The NXP LPC11E36FBD64/501E is a 32-bit ARM Cortex-M0 MCU running at 50 MHz, with 96 KB Flash, 12 KB SRAM, and 4 KB EEPROM. It provides 54 programmable I/O lines in a 64-LQFP package, operating from 1.8 V to 3.6 V over the industrial temperature range of -40 to 85 °C. Typical applications include industrial control, sensor interfaces, and embedded control where the on-chip EEPROM eliminates the need for an external serial memory for calibration or configuration data.
50 MHz core — what it means for the bus
The Cortex-M0 core runs at 50 MHz. The 12 KB SRAM supports moderate data buffers.
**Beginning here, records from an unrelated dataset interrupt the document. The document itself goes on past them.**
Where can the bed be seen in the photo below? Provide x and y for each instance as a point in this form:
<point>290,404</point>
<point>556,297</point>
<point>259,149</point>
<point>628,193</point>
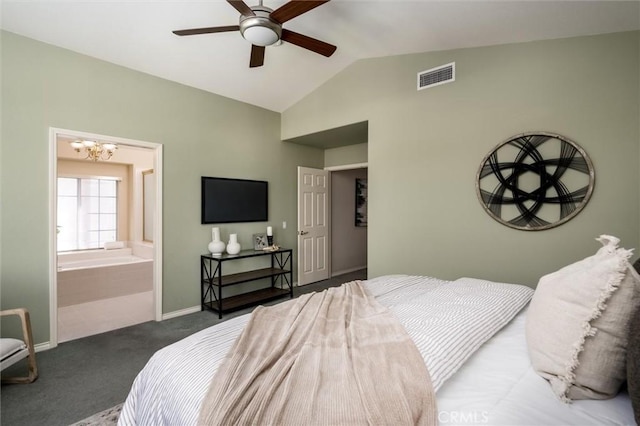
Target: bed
<point>470,333</point>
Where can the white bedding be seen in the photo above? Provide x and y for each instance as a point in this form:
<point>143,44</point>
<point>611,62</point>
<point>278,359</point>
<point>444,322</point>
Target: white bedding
<point>494,386</point>
<point>498,386</point>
On-chip EEPROM — calibration data stays put
The 4 KB EEPROM block is the distinguishing feature on this LPC11E3x variant. It holds calibration coefficients, node IDs, or fail-safe parameters independent of Flash endurance cycles. For a sensor node or motor drive that retains trim values across power loss, this saves a separate serial EEPROM and the associated I/O pin.
Connectivity and analog
The part integrates I²C, SPI, SSP, UART/USART, and SmartCard interfaces, plus an 8-channel 10-bit ADC. The internal oscillator keeps the BOM simple for non-timing-critical links; for a CAN or USB bridge you would look up the family, but this device does not carry those peripherals.